Argan: A Peter Lynch Play
John Reese, editor of Validea, maintains a "Hot List" portfolio that includes stocks that meet the investing criteria of some of the market's most legendary investors.
Argan (AGX) is a holding company involved in engineering, procurement, and construction in the power industry, renewable energy, and telecom infrastructure markets. The stock has been added to our model portfolio based on Peter Lynch's price to earnings growth strategy.
P/E/GROWTH RATIO: PASS
Under the Peter Lynch strategy, the investor should examine the P/E (12.36) relative to the growth rate (32.48%), based on the average of the 3, 4 and 5 year historical eps growth rates, for a company.
This is a quick way of determining the fairness of the price. In this particular case, the P/E/G ratio for AGX (0.38) is very favorable.

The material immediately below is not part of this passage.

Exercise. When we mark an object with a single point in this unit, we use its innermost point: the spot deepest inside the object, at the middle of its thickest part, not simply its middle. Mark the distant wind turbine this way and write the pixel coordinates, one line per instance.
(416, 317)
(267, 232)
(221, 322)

SALES AND P/E RATIO: NEUTRAL
For companies with sales greater than $1 billion, this methodology likes to see that the P/E ratio remain below 40. Large companies can have a difficult time maintaining a growth rate high enough to support a P/E above this threshold.
AGX, whose sales are $775.2 million, is not considered large enough to apply the P/E ratio analysis. However, an investor can analyze the P/E ratio relative to the EPS growth rate.
INVENTORY TO SALES: PASS
When inventories increase faster than sales, it is a red flag.